The prevalence of buccal crossbite in our study was greater than that reported in previous studies [5, 10,11,12,13,14,15, 17, 18], although our study and most previous studies, have reported that the buccal crossbite has higher prevalence than lingual. Some previous studies consider anterior crossbite even only one anterior tooth was affected [6, 11, 12, 14]., and thus report a higher prevalence than our results (which considered at least two incisors) However, in Jordanian school children the anterior crossbite has been reported as, lower than our results, which could be explained by the comparatively higher percentage of class III malocclusion, facial profile, and molar relationship reported in our study [10].

Reported prevalence of increased overjet ranges between 11.5% [6] and 28.1% [12] which is noticeably lower than our results (36.1%). In our study, a reduced overjet was also higher than previous reported figures (for Jordanians (8.6%) [10], Saudians (11.4%) [13], and Nigerians (8.3%) [16]). Some of these Indifferences may be due to different study thresholods/criteria to categorize excessive overjet.

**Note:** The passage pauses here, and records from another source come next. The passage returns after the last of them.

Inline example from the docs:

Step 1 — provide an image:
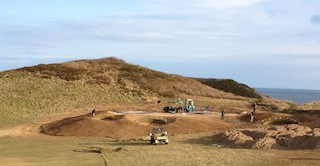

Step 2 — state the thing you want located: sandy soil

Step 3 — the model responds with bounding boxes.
[0,106,320,149]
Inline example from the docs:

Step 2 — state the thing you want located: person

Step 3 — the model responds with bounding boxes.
[221,109,226,120]
[91,109,96,117]
[252,102,257,112]
[249,112,254,123]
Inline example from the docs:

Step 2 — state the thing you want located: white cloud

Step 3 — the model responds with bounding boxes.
[197,0,265,9]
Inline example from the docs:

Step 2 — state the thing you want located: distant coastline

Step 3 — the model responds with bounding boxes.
[254,88,320,104]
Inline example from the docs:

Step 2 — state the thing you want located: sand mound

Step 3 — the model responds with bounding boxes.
[41,111,232,139]
[213,124,320,149]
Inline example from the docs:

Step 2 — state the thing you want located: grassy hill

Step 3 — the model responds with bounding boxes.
[0,57,294,124]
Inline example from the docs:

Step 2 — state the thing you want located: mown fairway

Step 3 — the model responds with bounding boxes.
[0,133,320,165]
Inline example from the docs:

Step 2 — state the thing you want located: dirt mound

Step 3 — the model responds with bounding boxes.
[213,124,320,149]
[41,111,232,139]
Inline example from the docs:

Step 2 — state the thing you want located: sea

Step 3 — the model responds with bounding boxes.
[254,88,320,104]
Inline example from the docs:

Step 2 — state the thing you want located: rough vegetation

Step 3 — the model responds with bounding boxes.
[0,57,304,126]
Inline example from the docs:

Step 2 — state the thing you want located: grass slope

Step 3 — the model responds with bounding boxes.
[0,57,296,124]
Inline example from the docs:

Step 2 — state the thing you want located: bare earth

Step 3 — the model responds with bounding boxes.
[0,105,320,165]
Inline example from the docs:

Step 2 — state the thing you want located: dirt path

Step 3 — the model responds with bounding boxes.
[0,111,88,137]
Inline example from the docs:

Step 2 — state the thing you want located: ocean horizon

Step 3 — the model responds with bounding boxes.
[254,88,320,104]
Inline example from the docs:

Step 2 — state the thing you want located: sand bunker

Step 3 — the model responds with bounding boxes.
[41,111,232,139]
[213,124,320,149]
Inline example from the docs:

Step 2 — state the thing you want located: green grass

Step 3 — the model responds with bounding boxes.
[0,57,296,128]
[0,135,320,166]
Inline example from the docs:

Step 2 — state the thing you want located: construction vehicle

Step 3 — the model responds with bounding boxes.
[150,127,169,145]
[162,98,196,113]
[184,99,196,112]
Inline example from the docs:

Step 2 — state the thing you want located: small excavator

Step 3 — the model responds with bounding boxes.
[162,98,196,113]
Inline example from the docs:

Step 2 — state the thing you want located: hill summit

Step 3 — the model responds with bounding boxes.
[0,57,288,124]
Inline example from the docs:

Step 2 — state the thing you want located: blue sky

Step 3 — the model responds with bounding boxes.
[0,0,320,89]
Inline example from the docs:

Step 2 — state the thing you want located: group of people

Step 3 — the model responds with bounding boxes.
[221,103,257,123]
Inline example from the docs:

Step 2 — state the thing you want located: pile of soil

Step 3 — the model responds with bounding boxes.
[212,124,320,150]
[41,111,232,139]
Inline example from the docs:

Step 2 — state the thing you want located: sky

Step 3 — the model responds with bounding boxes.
[0,0,320,90]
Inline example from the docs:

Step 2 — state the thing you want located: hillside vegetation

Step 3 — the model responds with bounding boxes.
[0,57,294,126]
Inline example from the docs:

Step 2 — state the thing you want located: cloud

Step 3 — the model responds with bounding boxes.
[310,15,320,25]
[202,0,265,9]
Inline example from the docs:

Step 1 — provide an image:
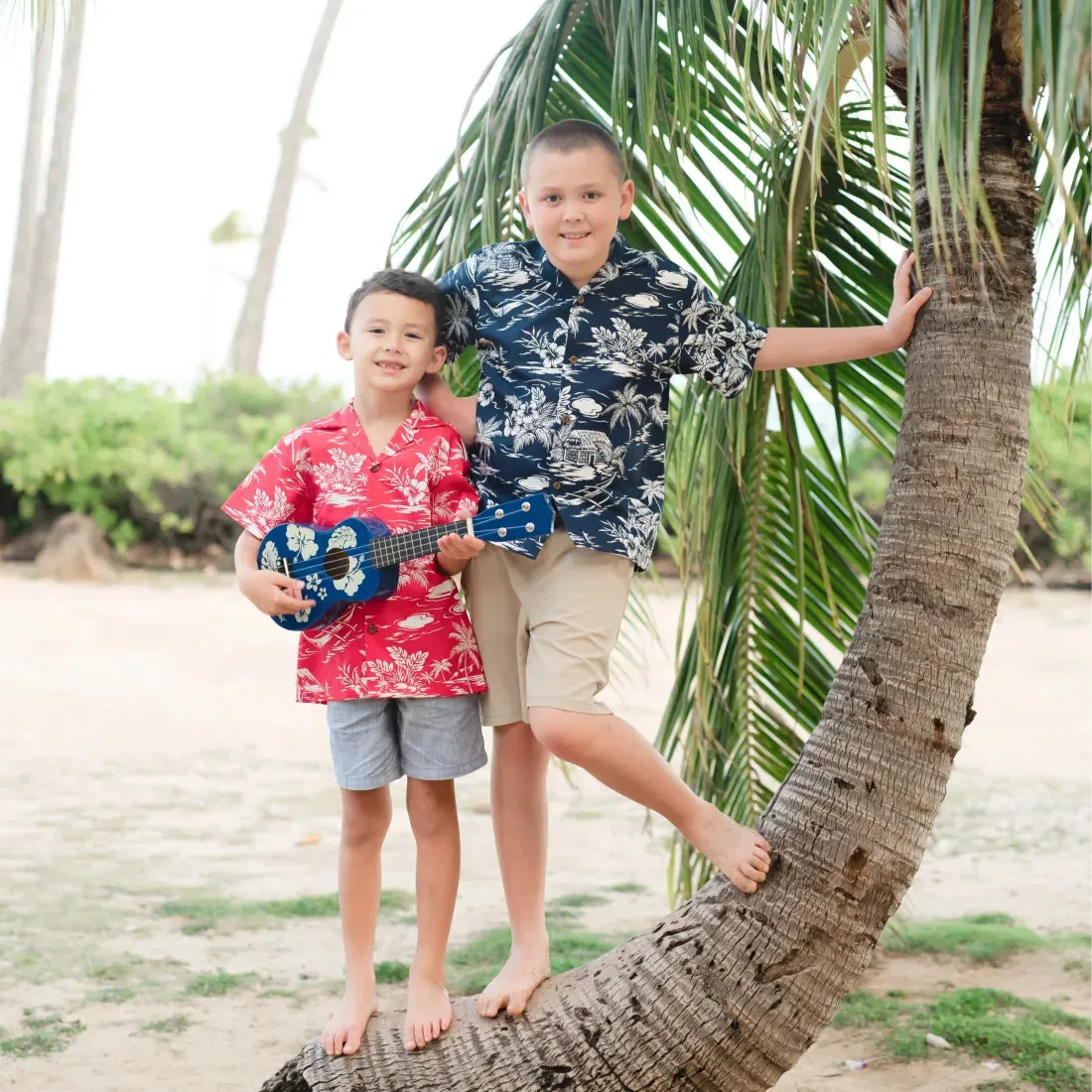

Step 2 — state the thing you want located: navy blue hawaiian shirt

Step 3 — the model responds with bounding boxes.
[440,236,765,569]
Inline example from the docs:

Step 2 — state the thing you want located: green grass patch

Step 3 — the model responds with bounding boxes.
[881,914,1046,963]
[375,959,410,985]
[86,986,137,1005]
[448,927,626,995]
[160,888,414,935]
[833,987,1092,1092]
[140,1013,194,1035]
[0,1011,84,1058]
[186,971,258,997]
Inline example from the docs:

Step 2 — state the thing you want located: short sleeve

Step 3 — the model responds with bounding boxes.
[673,277,766,399]
[439,260,479,363]
[429,429,478,523]
[220,434,313,538]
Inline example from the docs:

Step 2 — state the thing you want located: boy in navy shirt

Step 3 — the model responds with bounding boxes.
[423,120,929,1016]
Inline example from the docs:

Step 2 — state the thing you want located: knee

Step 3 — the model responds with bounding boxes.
[531,709,581,762]
[341,788,391,850]
[406,779,459,842]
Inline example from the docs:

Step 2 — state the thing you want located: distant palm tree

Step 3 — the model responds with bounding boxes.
[231,0,341,375]
[0,0,84,396]
[265,0,1092,1092]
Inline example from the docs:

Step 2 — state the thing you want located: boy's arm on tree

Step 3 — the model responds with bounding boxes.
[754,251,932,371]
[417,375,478,447]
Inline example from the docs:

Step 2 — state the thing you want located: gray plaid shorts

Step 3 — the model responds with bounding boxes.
[327,694,486,789]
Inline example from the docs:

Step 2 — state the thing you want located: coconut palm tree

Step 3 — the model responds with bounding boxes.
[264,0,1092,1092]
[0,9,54,394]
[0,0,84,395]
[230,0,341,375]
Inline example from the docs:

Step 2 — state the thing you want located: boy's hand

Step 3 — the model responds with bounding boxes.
[884,250,932,349]
[436,535,484,576]
[239,569,315,617]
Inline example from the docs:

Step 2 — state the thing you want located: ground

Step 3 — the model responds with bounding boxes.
[0,566,1092,1092]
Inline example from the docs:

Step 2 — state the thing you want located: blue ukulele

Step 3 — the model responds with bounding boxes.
[258,493,554,630]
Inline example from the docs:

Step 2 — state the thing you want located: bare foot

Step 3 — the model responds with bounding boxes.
[690,804,770,894]
[323,982,379,1057]
[403,971,451,1050]
[478,940,549,1017]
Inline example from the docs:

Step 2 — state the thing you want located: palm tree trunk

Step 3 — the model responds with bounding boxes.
[6,0,84,393]
[231,0,341,375]
[263,19,1037,1092]
[0,15,54,396]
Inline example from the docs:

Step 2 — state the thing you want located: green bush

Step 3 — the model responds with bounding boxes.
[0,375,341,550]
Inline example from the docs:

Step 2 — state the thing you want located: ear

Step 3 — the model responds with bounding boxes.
[425,345,448,375]
[618,178,636,219]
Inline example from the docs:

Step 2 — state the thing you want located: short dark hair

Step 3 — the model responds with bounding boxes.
[520,118,625,184]
[345,270,445,341]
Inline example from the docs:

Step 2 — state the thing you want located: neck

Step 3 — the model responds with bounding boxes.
[546,241,611,288]
[352,383,413,425]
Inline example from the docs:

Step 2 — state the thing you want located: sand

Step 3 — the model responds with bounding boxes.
[0,566,1092,1092]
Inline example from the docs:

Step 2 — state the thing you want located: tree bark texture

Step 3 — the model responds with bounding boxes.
[4,0,85,394]
[231,0,341,375]
[263,19,1037,1092]
[0,14,54,396]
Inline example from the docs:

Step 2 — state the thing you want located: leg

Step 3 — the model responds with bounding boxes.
[478,721,549,1017]
[531,706,770,893]
[323,786,391,1055]
[403,777,459,1050]
[463,545,549,1017]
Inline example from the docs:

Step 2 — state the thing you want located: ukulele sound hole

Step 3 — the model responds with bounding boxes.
[323,546,349,580]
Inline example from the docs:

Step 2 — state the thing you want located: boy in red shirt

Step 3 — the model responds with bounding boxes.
[224,270,486,1055]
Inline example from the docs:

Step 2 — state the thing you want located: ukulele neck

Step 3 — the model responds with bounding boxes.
[369,520,474,569]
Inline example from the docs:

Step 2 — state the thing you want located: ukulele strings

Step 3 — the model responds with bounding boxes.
[272,520,468,579]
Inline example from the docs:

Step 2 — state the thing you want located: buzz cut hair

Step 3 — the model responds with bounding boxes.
[345,270,447,341]
[520,118,625,186]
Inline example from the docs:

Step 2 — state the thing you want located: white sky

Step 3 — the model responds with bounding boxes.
[0,0,1074,404]
[0,0,539,388]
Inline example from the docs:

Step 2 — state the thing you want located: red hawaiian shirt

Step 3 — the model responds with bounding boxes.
[222,402,486,703]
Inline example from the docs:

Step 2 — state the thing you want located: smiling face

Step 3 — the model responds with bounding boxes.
[520,145,633,288]
[338,292,447,394]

our study, the overbite was recorded as deep if the upper incisors covered ˃one third of the lower incisor clinical crown length, with prevalence which is higher than previously reported figures and almost double that reported for Jordanian school children (16.9%) [10]. There is, however, marked differences in thresholds for this assessment between studies [11, 12, 14, 15, 18].

Judgment of AOB is less variable, but prevalence of AOB of was again double that reported for Jordanian school children (2.9%) [10] although within a previously reported rang (1.6% [12] to 15% [6]).

DHC and IOTN

In the present study the number of subjects in severe and extreme need of orthodontic treatment (grades 4 and 5).was double the reported results of a Saudi study (21%) [13]. Other studies report definite need for orthodontic treatment ranging from 28–40% [14, 34, 35]. In our study, if the borderline-need cases are also considered, 67.6% of the refugee population are in need of orthodontic treatment.

The main limitation of the present study was the lack of radiographic diagnostic aids. The dental units in Zaatari camp lacked any radiographic equipment and were equipped only for emergency treatments. Additional, it was not deemed ethical to carryout full radiographic examination merely for epidemiological data, especially given that any such examination (unfortunately) would not be followed by any needed orthodontic treatment, due to limited provision and lack of funding: it is anticpated that the epidemiological data from this study would support and help to get the fund needed to treat these refugees. Despite this limitation, this study is the first to fill the gap in literature by reporting on the malocclusion patterns of children/adolescent Syrian refugees and their orthodontic needs, highlighting some of the challenges that are faced by this underprivileged population. Moreover, the data provide a preliminary reference for dental practitioners, researchers and policy makers to develop and implement community-based services and preventive and interceptive programs for this population.

Conclusions

There is a high prevalence of malocclusion in Syrian refugee school children/adolescents with more than two thirds in moderate to severe need of orthodontic treatment, higher than other international host populations. This data highlights an urgent need to provide targeted dental services and to decide treatment priorities among those with moderate to severe orthodontic treatment needs.